JERUSALEM: Palestinians were prepared to compromise over two of the toughest issues, Jerusalem and refugees, during peace talks in 2008, according to a report by the Al-Jazeera TV channel that quoted from documents it said came from the talks.
Palestinian negotiators quickly denied the report, which was broadcast Sunday, saying parts of the documents were fabricated. Palestinian President Mahmoud Abbas said he has kept Arab countries fully briefed on the negotiations with Israel.
Al-Jazeera said the Palestinians offered to let Israel keep all but one of the Jewish enclaves it build in east Jerusalem after capturing it in the 1967 Mideast war. About 200,000 Israelis live there now.
In return, according to the quoted documents, the Palestinians wanted Israeli land, including a section close to the West Bank-Israel line where many of Israel’s minority Arab citizens live.
Also, they proposed international control of the key Jerusalem holy site as a temporary measure. The Palestinians, Israel, the US, Saudi Arabia, Egypt and Jordan would administer the site where the Al Aqsa Mosque compound sits atop the ruins of the biblical Jewish temples, until Israel and the Palestinians could work out a permanent arrangement.
On the issue of refugees, the documents said the Palestinians agreed that Israel would take in 10,000 refugees a year for 10 years — a total of 100,000. The Palestinians have insisted that all refugees from the 1948-49 war and their descendants — several million people — have the right to return to Israel. The Israelis have always rejected that as a threat to the Jewish character of their state.
The chief Palestinian negotiator in the 2008 talks, Ahmed Qureia, told The Associated Press that "many parts of the documents were fabricated, as part of the incitement against the Palestinian Authority and the Palestinian leadership."
He denied making an offer about the Jewish enclaves in east Jerusalem, claiming that Israel refused to discuss the issue.
The current chief negotiator, Saeb Erekat, dismissed the TV report as "lies and half truths."
Abbas told Egyptian newspaper editors in Cairo on Sunday that he kept the Arab League updated on all details of the negotiations with Israel, according to the Palestinian news agency Wafa. "I don’t know from where Al-Jazeera came with secret things," Abbas was quoted as saying. "There is nothing we hide from our brothers, the Arabs."
The peace talks referred to in the documents went through 2008 but ended without agreement when Israel attacked Gaza to try to stop daily rocket barrages by Palestinian militants there.
The report quoted a document that said Israel informed Abbas in advance of its plan to invade Gaza. Abbas has denied that in the past.
Erekat said the Jerusalem document was an Israeli proposal, not Palestinian, and he denied the report about a Palestinian offer to limit the return of refugees.

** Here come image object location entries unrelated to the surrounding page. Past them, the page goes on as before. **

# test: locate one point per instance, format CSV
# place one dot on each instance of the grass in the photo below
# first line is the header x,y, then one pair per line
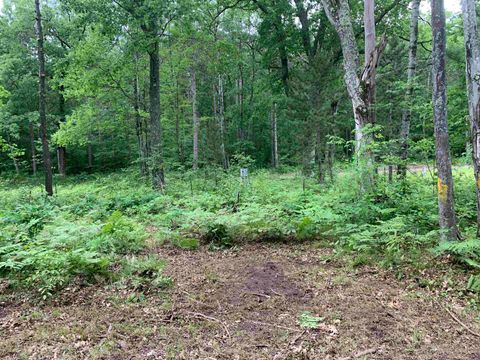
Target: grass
x,y
95,227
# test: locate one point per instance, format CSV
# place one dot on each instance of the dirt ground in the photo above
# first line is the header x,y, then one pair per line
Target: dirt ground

The Israeli prime minister at the time, Ehud Olmert, has said he offered the Palestinians a state in the Gaza Strip and about 95 percent of the West Bank, with territorial swaps to make up the difference, including a corridor to link the West Bank and Gaza. In Jerusalem, he said, he suggested the same international arrangement outlined Sunday by Al-Jazeera for the holy site and division of the Arab and Jewish sections.

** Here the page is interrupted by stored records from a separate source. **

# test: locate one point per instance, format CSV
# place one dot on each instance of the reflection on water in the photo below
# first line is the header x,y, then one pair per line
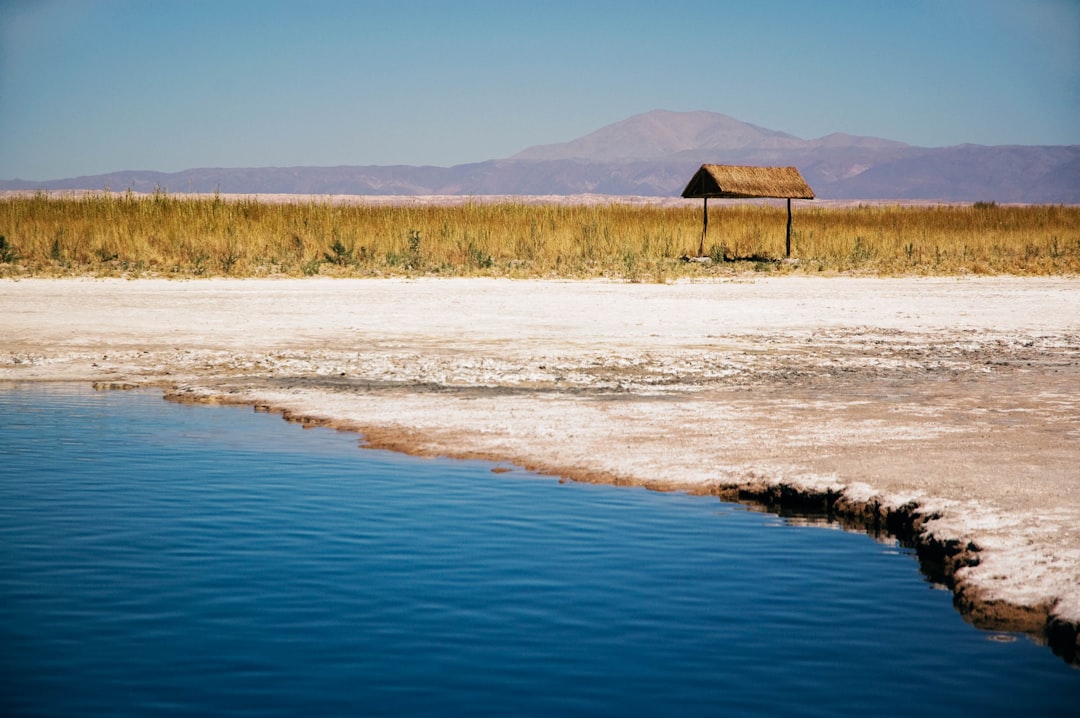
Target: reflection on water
x,y
166,559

Olmert said the land swap would be for territory along the length of the West Bank but would not include the sections were Israeli Arabs live.

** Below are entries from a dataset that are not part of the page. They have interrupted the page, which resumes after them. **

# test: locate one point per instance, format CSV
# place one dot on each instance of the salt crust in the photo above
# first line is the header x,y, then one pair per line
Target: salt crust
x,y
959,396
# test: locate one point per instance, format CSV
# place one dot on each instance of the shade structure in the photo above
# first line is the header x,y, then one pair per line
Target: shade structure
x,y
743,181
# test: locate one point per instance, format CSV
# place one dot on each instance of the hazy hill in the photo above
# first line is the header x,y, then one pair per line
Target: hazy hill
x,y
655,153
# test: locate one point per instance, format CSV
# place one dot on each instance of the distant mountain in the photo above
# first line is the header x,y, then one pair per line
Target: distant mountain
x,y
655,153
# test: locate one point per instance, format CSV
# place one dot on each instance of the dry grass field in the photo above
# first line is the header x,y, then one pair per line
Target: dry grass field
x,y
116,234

Al-Jazeera claimed it has 1,600 leaked documents from peace talks over the past decade. The Al-Jazeera program Sunday, concentrating on Jerusalem, was the first of four this week. Others are set to cover refugees and other issues.
Meanwhile, Gaza’s Hamas rulers on Monday lashed out at the Palestinian Authority after leaked documents showed its negotiators were willing to cede large parts of east Jerusalem to Israel.
Hamas spokesman Sami Abu Zuhri said the documents revealed "the ugly face of the Authority, and the level of its cooperation with the occupation."
"These secret documents that were presented by Al-Jazeera are serious," he said.
They show "the level of the Fatah Authority’s involvement in attempts to liquidate the Palestinian cause, particularly on the issue of Jerusalem and refugees, and its involvement against the resistance in the West Bank and Gaza Strip."